Production et prédation

Pendant longtemps, la seule source d’enrichissement a été la prédation, c’est-à-dire s’emparer du fruit de l’activité d’autrui pour disposer de plus que sa propre activité n’ait pu produire.

Cette prédation a longtemps comporté une dimension institutionnalisée – esclavage et servage principalement – en même temps qu’une dimension privée, généralement condamnée par la morale et le droit : l’accaparement du bien d’autrui par la force ou la ruse… La pratique de la première n’interdisant pas la condamnation de la seconde.

Tocqueville observe d’ailleurs que dans les états du sud des États-Unis avant la guerre de Sécession, existe une morale puritaine exigeante dans les relations privées en même temps qu’un attachement profond à l’esclavage et une grande tolérance à l’égard de l’accaparement brutal des terres habitées par les indigènes.

En dehors de la prédation, de tout temps certaines personnalités ont pu échanger avec profit le produit de leur activité contre celui moins valorisé de la masse du peuple pour vivre mieux, mais ce phénomène a toujours eu des effets limités ; il n’a commencé à prendre de l’ampleur qu’avec le négoce, prémices du capitalisme industriel, qui a permis à des esprits audacieux, ayant observé que les  biens n’ont  pas la même valeur partout, d’en transporter d’endroits où ils sont peu valorisés à d’autres où ils le sont davantage.

La révolution industrielle a changé cette situation en créant des esclaves mécaniques. Certes le partage de la richesse produite par ces machines entre leurs propriétaires et ceux qui les faisaient fonctionner a pu légitimement être considéré comme inéquitable dans la mesure où il tendait à enrichir les plus riches tout en permettant à peine de vivre aux autres ; globalement toutefois, la richesse produite a progressivement percolé dans toute la société. Une classe moyenne puis supérieure s’est constituée à mesure que la complexité de la mise en œuvre des équipements mécaniques et les exigences de la distribution de masse que celle-ci impliquait, requéraient des compétences permettant à ceux qui les détenaient d’améliorer la répartition en leur faveur.

La prédation n’a pas disparu pour autant : elle a accompagné le développement des sociétés industrialisées en prenant des formes moins brutales et souvent déguisées telles que les monopoles ou la corruption. Elle est restée le principal moyen d’enrichissement dans les sociétés peu développées, non que la morale publique y soit moindre qu’ailleurs, mais parce que son importance a empêché le développement de l’économie de production.
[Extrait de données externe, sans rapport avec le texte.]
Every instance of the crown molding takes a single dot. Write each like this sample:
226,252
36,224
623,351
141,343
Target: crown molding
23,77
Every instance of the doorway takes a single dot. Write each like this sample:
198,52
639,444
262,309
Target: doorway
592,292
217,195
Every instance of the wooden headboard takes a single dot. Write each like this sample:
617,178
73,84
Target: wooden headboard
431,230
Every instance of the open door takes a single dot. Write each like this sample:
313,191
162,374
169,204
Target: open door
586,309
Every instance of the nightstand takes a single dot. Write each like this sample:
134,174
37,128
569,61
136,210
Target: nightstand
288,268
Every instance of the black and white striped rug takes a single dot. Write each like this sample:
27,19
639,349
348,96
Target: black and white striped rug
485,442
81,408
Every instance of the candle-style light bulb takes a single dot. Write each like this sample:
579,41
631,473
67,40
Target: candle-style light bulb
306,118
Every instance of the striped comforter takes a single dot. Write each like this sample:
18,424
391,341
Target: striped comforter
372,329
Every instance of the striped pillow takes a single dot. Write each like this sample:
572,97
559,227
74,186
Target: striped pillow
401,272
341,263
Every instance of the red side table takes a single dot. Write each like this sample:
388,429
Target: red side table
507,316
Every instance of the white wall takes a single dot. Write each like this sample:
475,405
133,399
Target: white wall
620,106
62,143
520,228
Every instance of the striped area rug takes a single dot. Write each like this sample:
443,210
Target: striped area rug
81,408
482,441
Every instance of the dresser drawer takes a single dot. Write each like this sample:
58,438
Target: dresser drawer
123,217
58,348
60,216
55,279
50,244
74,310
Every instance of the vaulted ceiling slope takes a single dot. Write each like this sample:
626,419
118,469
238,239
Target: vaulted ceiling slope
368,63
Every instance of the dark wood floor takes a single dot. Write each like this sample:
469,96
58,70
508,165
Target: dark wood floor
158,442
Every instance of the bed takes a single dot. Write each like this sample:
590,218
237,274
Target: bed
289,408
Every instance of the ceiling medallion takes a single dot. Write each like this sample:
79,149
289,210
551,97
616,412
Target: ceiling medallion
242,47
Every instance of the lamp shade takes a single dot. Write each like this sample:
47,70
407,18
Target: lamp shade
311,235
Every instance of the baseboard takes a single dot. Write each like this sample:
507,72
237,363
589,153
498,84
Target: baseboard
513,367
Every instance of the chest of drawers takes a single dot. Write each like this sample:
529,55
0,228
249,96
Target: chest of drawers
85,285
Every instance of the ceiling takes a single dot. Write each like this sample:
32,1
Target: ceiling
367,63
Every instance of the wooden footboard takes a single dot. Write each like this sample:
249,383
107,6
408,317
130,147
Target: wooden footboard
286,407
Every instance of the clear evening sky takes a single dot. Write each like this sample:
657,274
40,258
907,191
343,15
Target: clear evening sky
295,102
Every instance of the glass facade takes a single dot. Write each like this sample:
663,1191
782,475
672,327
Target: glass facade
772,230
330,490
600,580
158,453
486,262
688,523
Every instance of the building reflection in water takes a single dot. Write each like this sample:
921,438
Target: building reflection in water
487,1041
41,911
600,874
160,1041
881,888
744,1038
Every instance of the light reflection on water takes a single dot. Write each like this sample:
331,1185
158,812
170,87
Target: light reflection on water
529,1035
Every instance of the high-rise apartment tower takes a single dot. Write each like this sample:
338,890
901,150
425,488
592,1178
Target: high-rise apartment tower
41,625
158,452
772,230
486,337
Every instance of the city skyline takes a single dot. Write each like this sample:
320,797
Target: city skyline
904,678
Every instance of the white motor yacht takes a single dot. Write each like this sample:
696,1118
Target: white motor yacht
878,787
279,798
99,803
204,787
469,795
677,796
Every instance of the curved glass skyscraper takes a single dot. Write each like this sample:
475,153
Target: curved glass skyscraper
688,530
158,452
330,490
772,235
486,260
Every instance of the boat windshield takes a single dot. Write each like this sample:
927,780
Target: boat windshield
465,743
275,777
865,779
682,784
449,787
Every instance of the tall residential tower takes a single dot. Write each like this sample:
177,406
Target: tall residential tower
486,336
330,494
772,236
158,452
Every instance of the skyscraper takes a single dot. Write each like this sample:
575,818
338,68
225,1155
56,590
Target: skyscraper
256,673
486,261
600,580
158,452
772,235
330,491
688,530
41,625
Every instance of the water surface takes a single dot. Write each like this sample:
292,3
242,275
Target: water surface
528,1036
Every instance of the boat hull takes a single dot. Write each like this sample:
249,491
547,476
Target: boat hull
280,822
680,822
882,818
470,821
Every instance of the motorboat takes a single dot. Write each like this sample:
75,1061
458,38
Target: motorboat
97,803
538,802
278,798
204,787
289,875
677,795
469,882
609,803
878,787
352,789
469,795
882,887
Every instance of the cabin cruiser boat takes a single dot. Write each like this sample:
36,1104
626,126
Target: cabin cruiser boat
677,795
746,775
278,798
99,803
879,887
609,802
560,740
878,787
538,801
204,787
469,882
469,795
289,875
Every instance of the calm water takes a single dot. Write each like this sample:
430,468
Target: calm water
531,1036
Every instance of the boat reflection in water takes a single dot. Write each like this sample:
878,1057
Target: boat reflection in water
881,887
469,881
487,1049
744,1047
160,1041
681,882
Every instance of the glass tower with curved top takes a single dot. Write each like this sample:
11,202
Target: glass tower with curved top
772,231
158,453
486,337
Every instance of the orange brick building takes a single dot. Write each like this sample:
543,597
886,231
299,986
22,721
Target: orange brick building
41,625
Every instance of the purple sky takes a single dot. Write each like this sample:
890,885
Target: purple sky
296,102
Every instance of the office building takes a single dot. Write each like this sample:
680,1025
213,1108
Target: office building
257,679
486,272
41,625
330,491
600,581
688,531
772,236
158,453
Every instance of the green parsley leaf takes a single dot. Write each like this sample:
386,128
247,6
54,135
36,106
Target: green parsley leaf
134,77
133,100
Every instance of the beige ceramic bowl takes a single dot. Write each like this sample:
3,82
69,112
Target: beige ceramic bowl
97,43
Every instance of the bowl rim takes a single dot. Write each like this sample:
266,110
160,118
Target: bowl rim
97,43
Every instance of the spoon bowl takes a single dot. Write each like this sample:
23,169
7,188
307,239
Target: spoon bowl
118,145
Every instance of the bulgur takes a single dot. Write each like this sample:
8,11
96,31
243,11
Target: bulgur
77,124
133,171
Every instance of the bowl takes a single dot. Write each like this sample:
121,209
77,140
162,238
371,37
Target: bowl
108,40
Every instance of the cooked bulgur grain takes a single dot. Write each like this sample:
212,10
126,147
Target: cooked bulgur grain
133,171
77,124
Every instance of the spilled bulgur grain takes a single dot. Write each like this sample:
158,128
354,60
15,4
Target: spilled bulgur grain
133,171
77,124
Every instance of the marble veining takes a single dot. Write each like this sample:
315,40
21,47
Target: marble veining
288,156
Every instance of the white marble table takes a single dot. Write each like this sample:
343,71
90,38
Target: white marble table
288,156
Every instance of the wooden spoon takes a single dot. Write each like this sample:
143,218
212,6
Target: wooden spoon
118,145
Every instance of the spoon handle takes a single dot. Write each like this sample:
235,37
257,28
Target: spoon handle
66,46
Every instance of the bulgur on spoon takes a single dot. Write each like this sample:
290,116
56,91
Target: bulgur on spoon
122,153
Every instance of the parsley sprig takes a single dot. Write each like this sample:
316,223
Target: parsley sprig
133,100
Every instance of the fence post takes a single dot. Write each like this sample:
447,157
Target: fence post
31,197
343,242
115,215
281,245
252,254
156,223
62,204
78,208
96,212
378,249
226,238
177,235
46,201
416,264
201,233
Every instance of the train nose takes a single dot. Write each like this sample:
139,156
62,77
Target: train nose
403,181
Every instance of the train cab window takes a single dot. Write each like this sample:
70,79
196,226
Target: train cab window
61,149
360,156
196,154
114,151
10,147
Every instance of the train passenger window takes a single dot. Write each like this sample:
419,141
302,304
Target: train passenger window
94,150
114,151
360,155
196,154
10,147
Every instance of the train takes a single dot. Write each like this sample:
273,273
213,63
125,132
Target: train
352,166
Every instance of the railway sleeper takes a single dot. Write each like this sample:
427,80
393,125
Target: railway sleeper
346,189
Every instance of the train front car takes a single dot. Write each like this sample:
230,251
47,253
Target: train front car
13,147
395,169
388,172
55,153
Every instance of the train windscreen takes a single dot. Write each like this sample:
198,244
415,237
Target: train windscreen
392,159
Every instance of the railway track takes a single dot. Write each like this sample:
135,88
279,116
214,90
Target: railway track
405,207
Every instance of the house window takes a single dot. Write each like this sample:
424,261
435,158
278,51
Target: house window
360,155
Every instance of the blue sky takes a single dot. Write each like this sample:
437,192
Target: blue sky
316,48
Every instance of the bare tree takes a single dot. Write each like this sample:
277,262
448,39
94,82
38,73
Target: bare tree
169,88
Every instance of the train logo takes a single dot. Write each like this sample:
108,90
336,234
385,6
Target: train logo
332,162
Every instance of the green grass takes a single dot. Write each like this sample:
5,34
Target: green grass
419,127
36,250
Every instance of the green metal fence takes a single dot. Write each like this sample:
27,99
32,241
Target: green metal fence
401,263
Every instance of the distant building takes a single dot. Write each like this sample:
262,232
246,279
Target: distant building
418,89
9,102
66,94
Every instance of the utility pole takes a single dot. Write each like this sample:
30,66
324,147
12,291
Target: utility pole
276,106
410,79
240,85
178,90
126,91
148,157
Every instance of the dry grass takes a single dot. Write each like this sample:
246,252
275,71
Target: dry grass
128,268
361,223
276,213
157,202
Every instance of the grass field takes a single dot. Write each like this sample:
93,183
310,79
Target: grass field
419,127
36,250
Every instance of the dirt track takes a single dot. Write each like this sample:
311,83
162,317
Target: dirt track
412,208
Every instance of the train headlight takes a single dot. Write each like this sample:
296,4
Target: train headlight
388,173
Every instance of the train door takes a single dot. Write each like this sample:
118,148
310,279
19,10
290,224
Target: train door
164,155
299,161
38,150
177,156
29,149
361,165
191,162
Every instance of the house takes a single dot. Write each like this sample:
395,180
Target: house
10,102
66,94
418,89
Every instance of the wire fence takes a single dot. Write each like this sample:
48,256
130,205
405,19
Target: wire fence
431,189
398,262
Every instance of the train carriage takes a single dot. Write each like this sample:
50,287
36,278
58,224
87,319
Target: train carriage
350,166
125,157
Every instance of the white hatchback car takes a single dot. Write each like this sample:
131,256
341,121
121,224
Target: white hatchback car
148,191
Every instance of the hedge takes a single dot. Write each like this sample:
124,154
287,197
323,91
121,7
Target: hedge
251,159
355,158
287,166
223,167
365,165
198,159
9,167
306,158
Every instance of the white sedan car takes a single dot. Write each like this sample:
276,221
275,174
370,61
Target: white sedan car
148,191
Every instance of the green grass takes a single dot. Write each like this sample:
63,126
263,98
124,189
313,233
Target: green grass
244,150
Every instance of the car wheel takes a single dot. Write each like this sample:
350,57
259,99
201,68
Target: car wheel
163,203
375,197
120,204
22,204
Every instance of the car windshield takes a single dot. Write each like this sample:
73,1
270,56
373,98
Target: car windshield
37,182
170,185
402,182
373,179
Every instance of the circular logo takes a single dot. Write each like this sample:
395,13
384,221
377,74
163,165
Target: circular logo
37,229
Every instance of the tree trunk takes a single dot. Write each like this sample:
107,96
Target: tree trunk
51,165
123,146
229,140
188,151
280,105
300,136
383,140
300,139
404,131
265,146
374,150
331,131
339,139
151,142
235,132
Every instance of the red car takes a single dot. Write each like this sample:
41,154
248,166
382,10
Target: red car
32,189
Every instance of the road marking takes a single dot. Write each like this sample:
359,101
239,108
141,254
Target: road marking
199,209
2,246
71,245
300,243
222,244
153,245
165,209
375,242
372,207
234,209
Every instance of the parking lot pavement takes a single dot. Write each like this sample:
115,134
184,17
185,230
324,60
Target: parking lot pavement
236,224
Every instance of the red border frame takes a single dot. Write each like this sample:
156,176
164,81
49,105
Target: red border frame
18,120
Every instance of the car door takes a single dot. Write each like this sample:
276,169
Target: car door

Dans les pays développés où la prédation institutionnalisée n’est plus tolérée, la corruption en reste l’avatar le plus répandu. L’opinion publique la juge moins sévèrement que le vol, sans doute parce qu’elle ne nuit qu’indirectement aux particuliers et le plus souvent de manière non mesurable, mais c’est à tort : quand un voleur s’empare de 100 euros, il crée un dommage de 100 euros à sa victime. Le corrompu qui se fait attribuer la même somme ouvre un chemin au corrupteur qui peut prendre bien davantage et nuire en faisant acquérir par la collectivité des biens inutiles ou dangereux. Globalement, la corruption constitue un véritable obstacle au développement en sapant la rationalité des décisions et en décourageant l’effort. Par ailleurs, elle a un caractère contagieux : la tolérance conduit à sa généralisation.

Malheureusement, la corruption n’est elle-même que le cas extrême d’un éventail de comportements plus fréquents, peu combattus, qui ont également un effet destructeur, moins dommageable peut être au cas par cas, mais davantage globalement du fait de leur fréquence : c’est l’utilisation dans leur intérêt par les mandataires du pouvoir qui leur est confié de diriger une organisation collective; leur but n’est pas nécessairement et directement financier, mais peut être de se créer des obligés en vue d’actions futures ou d’aider une communauté dont l’intérêt leur parait primer sur celui de leurs mandants.

Le besoin de croissance économique est de moins en moins ressenti dans les sociétés développées et le progrès de la productivité, qui en est le moteur, se résorbe. Les États prélèvent une forte partie de la richesse produite (46% du PIB, soit près de 60% de la valeur ajoutée du secteur productif en France).

Les conditions pour le retour en force de la prédation en tant que vecteur principal de l’enrichissement des individus et des groupes se recréent : subventions, monopoles, privilèges, fiscaux ou autres, rentes accordées par les multiples avatars de la puissance publique. La criminalité organisée quant à elle profite des nouvelles technologies, des opportunités créées par une bureaucratisation foisonnante à l’origine d’une complexité qu’elle ne maîtrise pas toujours et d’une situation internationale qui favorise l’impunité.